Chain-of-Thought When It Hurts: 3 Tasks Where Reasoning Backfires

#llm #ai #prompt #performance

Book: Prompt Engineering Pocket Guide: Techniques for Getting the Most from LLMs
Also by me: Thinking in Go (2-book series) — Complete Guide to Go Programming + Hexagonal Architecture in Go
My project: Hermes IDE | GitHub — an IDE for developers who ship with Claude Code and other AI coding tools
Me: xgabriel.com | GitHub

You add "think step by step" to every prompt now. It became muscle memory the year chain-of-thought turned up in every benchmark table. The model got better at math word problems, so you sprinkled the phrase on everything: the sentiment classifier, the JSON formatter, the yes/no gate in front of an API call.

Then you looked at the p99 latency and the bill. A binary classifier that should answer in 40 tokens is emitting 600 tokens of deliberation before it says "spam." On a million calls a day, you're paying for a model to talk itself into an answer it already knew on token one.

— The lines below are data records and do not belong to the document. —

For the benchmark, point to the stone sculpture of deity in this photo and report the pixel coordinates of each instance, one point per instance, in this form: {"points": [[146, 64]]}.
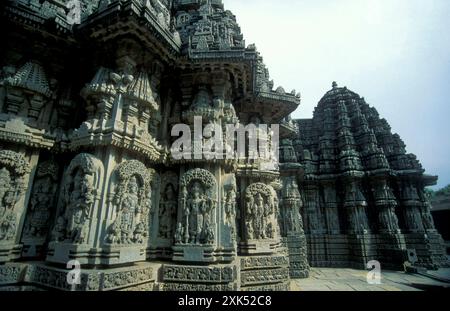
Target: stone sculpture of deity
{"points": [[167, 212], [197, 211], [260, 209], [79, 206], [41, 203], [5, 191]]}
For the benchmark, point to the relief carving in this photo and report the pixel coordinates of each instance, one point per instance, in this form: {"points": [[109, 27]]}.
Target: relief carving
{"points": [[198, 199], [261, 209], [80, 189], [42, 200], [168, 206], [13, 170], [131, 204]]}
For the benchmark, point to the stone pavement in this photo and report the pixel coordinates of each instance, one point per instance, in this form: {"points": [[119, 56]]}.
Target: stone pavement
{"points": [[330, 279]]}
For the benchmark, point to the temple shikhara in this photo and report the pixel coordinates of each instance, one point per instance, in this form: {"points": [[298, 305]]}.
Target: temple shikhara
{"points": [[88, 180]]}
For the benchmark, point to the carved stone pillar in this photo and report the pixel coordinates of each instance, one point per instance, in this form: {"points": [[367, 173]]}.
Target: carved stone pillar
{"points": [[15, 179], [76, 225], [41, 209]]}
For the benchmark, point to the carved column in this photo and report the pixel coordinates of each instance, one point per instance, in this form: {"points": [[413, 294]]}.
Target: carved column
{"points": [[15, 179]]}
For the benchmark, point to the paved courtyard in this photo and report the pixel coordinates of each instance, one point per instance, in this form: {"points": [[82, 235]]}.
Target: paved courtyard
{"points": [[329, 279]]}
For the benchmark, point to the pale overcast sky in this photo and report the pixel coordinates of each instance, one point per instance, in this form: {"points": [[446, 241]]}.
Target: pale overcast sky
{"points": [[395, 53]]}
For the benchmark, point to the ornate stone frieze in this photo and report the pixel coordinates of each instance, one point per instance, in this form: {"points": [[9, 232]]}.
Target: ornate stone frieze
{"points": [[41, 211], [82, 185], [195, 274], [260, 212], [14, 171], [132, 194], [198, 200]]}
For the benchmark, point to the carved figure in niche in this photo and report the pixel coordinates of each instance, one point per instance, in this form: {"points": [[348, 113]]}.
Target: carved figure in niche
{"points": [[132, 202], [198, 200], [388, 219], [413, 219], [201, 100], [128, 210], [179, 233], [385, 199], [40, 206], [427, 219], [5, 191], [356, 203], [291, 205], [13, 169], [59, 231], [81, 200], [260, 212], [167, 212], [42, 200], [230, 206], [81, 181], [197, 210]]}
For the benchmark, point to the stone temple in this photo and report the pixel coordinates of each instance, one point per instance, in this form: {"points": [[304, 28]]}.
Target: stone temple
{"points": [[87, 179]]}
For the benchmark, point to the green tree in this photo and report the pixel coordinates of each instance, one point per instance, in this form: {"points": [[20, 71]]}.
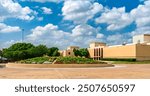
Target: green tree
{"points": [[40, 50], [17, 51], [53, 51]]}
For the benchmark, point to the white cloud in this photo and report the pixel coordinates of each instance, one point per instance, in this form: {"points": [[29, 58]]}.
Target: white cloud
{"points": [[43, 1], [84, 30], [40, 18], [6, 44], [8, 29], [115, 18], [50, 35], [141, 14], [46, 10], [80, 11], [10, 9]]}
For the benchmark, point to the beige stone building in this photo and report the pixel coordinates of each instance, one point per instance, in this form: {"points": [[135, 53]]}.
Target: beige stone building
{"points": [[68, 51], [139, 49]]}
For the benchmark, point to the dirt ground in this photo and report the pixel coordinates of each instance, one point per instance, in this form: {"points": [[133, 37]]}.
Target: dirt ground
{"points": [[120, 71]]}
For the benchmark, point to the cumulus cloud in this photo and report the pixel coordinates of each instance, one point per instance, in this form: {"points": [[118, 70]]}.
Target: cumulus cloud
{"points": [[10, 9], [80, 11], [116, 18], [50, 35], [46, 10], [6, 44], [141, 14], [84, 30], [8, 29], [43, 1]]}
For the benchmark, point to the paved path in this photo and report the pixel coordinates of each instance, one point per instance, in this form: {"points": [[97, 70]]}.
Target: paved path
{"points": [[122, 71]]}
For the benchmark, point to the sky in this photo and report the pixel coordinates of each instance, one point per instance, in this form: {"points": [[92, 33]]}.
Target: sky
{"points": [[63, 23]]}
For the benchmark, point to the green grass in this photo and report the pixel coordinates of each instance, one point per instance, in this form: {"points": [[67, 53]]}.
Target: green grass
{"points": [[61, 60]]}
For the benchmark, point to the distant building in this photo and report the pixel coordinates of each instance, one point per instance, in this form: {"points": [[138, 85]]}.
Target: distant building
{"points": [[69, 51], [139, 49]]}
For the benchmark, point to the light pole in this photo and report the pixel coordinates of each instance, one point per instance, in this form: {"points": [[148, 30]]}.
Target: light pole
{"points": [[22, 35]]}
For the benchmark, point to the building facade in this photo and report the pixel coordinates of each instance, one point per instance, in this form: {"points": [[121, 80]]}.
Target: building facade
{"points": [[139, 49]]}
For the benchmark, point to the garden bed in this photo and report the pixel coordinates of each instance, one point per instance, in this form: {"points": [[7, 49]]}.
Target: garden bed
{"points": [[17, 65]]}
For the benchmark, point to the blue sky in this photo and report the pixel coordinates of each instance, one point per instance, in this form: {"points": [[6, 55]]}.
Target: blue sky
{"points": [[62, 23]]}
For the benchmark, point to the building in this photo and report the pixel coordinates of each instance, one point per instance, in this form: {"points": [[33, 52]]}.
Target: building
{"points": [[139, 49], [69, 51]]}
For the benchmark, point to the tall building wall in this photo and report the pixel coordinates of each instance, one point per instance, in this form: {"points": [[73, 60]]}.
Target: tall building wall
{"points": [[127, 51], [143, 52]]}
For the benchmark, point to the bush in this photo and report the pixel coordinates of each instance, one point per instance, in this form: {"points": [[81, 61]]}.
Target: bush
{"points": [[38, 60], [120, 59]]}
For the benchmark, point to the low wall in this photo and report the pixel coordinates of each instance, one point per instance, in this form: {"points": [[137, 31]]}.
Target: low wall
{"points": [[14, 65]]}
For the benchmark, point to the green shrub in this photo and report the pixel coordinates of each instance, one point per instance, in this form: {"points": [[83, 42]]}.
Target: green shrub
{"points": [[38, 60], [76, 60], [120, 59]]}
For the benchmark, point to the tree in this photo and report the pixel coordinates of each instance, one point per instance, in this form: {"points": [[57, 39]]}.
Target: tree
{"points": [[17, 51], [53, 51], [40, 50]]}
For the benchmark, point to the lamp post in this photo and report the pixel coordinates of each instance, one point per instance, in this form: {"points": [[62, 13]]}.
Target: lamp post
{"points": [[22, 36]]}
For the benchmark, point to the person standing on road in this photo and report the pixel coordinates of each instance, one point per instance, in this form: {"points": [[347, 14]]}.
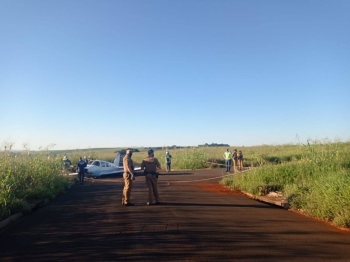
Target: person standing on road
{"points": [[235, 159], [129, 177], [240, 160], [81, 170], [168, 161], [150, 165], [228, 158]]}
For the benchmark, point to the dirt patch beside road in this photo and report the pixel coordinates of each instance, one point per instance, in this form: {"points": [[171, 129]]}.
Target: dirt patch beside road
{"points": [[217, 188]]}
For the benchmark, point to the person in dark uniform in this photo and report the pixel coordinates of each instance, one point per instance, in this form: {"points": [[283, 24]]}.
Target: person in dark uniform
{"points": [[81, 170], [235, 160], [150, 165], [228, 158], [240, 160], [129, 177], [168, 161]]}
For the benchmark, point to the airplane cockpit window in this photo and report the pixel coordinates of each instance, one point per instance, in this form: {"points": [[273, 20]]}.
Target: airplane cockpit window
{"points": [[96, 163]]}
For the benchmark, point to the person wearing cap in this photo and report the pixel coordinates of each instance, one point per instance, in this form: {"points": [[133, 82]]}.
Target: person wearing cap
{"points": [[129, 177], [150, 165], [228, 158], [168, 161], [240, 160], [235, 159], [81, 170]]}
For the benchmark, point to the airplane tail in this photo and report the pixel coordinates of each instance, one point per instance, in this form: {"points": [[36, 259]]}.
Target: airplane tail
{"points": [[117, 159]]}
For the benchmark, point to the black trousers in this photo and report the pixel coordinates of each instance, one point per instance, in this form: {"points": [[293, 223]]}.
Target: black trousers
{"points": [[81, 177]]}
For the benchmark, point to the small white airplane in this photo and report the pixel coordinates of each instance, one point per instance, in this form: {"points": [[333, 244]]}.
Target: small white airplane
{"points": [[98, 168]]}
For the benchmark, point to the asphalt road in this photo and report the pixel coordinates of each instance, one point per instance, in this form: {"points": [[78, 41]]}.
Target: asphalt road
{"points": [[90, 224]]}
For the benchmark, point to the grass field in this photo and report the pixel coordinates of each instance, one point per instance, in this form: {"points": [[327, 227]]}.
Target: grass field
{"points": [[315, 176]]}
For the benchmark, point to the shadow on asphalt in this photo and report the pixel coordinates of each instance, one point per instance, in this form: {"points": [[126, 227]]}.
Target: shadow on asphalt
{"points": [[216, 205]]}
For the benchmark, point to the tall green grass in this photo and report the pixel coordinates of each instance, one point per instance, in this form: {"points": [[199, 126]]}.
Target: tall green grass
{"points": [[24, 177], [315, 178]]}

Chain-of-thought is not free, and it is not always an improvement. The 2022 Wei et al. paper that put CoT on the map was specific: the gains showed up on multi-step arithmetic, commonsense, and symbolic reasoning. Nobody promised it would help you sort emails into three buckets. A 2024 study, "To CoT or not to CoT?", looked across task types and found the lift concentrated on math and symbolic problems, with little to no benefit elsewhere. On some tasks, the extra reasoning made things worse.

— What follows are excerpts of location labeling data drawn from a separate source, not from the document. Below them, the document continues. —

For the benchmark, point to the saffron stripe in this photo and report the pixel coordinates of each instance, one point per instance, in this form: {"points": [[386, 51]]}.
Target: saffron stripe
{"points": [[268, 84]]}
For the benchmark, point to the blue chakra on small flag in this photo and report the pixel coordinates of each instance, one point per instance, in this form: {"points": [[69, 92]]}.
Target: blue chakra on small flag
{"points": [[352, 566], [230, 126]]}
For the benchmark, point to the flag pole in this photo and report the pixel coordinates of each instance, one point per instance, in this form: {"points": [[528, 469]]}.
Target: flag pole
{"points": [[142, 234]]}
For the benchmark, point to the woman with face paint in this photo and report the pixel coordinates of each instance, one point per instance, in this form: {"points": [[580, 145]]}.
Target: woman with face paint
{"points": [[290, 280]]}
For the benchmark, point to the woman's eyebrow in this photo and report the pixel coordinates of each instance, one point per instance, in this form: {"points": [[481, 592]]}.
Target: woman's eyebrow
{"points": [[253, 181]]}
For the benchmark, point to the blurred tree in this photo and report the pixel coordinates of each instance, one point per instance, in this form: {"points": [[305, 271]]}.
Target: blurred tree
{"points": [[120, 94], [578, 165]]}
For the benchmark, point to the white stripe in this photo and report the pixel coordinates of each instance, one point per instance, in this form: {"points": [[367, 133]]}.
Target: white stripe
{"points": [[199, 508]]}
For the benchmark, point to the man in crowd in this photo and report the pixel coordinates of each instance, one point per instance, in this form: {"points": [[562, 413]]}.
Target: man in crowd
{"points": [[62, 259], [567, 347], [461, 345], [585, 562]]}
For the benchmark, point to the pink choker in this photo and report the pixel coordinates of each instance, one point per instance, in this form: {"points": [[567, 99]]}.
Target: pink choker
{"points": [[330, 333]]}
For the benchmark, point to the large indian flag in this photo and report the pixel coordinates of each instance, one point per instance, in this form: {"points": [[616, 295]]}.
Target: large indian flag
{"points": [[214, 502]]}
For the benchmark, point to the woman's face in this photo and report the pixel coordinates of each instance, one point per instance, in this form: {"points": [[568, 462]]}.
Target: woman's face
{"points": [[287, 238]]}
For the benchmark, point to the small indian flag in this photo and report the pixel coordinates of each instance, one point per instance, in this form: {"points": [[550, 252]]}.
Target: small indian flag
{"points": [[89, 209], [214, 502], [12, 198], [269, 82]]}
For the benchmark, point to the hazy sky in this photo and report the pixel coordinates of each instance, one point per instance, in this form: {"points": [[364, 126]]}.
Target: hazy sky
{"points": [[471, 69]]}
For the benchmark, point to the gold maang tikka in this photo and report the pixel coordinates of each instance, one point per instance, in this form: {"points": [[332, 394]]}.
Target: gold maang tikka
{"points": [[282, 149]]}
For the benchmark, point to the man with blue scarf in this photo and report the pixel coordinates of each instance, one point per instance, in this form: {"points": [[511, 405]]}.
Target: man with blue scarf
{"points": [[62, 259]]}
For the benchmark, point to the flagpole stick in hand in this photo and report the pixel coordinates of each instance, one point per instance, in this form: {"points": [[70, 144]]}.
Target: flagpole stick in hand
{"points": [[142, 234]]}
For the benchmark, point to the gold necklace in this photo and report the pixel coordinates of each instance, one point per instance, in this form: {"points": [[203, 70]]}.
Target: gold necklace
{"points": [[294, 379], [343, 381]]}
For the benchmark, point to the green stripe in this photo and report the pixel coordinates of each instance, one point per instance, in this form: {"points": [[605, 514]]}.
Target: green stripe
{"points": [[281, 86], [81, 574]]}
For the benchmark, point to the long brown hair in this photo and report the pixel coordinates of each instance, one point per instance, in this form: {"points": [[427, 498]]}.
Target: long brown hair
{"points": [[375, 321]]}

Here are three task shapes where reasoning backfires, and what to do instead.

1. Simple classification: reasoning is a distraction

You have a classifier. Input is a support ticket, output is one of billing, bug, feature_request, other. The model already knows the answer the moment it reads the ticket. The label is a pattern match, not a derivation.

Force it to reason first and two things happen. Latency multiplies, because the model emits a paragraph before the label. And accuracy can drift, because a long reasoning trace gives the model room to argue itself out of the obvious call. It reads "I was charged twice," starts reasoning about whether a double charge is technically a bug in the billing system, and lands on bug instead of billing. The reasoning manufactured a doubt that wasn't there.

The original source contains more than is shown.